So that's 10 lines of code accounted for. Any other examples?
What every developer learns during their “psh i could build that” weekendware attempt is that there is infinite polish to be had, and that their 20k loc PoC was <1% of the work.
That said, doesn't TFA show you what they use their loc for?
It's a completely different domain, e.g. very different integration surface area and abstractions.
Claude Code's source is dumped online so there's probably a more concrete analysis to be had than "that sounds like too many loc".
Also a AAA game (with the engine) with physics, networking, and rendering code is up there in terms of the most complex pieces of software.
For example, without looking at the code, the superstition also works in the opposite direction: Claude Code is an interface to using AI to do any computer task while a 3D game just lets you shoot some bad guys, so surely the 3D game must be done in fewer loc.
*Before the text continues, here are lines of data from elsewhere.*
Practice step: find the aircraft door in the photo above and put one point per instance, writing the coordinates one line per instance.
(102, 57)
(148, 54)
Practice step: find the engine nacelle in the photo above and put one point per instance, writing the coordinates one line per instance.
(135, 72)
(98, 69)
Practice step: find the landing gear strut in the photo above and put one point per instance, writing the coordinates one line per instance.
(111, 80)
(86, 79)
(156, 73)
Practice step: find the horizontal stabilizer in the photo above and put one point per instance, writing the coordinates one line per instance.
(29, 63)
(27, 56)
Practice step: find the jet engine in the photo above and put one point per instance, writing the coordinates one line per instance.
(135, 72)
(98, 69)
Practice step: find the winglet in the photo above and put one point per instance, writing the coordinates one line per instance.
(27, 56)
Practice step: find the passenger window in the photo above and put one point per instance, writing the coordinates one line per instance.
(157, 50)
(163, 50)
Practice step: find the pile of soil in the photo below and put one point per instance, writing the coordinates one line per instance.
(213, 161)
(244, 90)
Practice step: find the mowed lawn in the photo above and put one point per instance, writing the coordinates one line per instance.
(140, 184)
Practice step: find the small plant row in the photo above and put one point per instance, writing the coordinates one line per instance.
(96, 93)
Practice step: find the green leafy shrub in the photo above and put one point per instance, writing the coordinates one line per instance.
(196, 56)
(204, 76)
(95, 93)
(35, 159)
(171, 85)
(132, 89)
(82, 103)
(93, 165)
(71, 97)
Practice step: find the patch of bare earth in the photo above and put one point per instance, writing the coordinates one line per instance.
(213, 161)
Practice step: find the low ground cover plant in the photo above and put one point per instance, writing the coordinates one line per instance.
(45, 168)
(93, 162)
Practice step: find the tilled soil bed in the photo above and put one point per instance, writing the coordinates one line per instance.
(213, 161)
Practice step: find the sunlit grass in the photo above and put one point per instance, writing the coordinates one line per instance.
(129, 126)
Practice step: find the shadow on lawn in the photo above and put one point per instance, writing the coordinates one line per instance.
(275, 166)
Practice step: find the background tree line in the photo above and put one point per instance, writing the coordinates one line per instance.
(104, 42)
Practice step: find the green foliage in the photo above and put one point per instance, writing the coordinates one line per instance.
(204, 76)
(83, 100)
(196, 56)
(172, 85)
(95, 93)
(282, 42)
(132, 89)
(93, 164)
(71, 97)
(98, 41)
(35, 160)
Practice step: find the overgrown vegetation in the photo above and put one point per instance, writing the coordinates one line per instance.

That's equally unsatisfying.
You'd have to be more concrete than "sounds like a lot".
Shouldn't interfaces be smaller than the implementation?
A GUI/client can be arbitrarily more or less complex than the things it's GUI'ing.
Claude Code is quite literally a wrapper around a few APIs. At one point it needed 68GB of RAM to run and requires 11ms to "lay a scene graph" to display a few hundred characters on screen. All links here: https://news.ycombinator.com/item?id=47598488
> while a 3D game just lets you shoot some bad guys, so surely the 3D game must be done in fewer loc.
Yes, most games should be done in fewer loc
A cursory glance at the codebase shows that it's not just a wrapper around a few APIs.
As the ZMachine interpreter (V3 games at least, enough for the mentioned example), even a Game Boy used to play Pokemon Red/Blue -and Crystal/Sylver/Blue, just slightly better specs than the OG GB- can run Tristam Island with keypad based input picking both selected words from the text or letter by letter as when you name a character in an RPG. A damn Game Boy, a pocket console from 1989. Not straightly running a game, again. Emulating a simple text computer -the virtual machine- to play it. No slowdowns, no-nothing, and you can save the game (the interpreter status) in a battery backed cartridge, such as the Everdrive. Everything under... 128k.
Claude Code and the rest of 'examples' it's what happens when trade programmers call themselves 'engineers' without even a CS degree.
This file is exactly what I'm talking about.
Take the loadInitialMessage function: It's encumbered with real world incremental requirements. You can see exactly the bolted-on conditionals where they added features like --teleport, --fork-session, etc.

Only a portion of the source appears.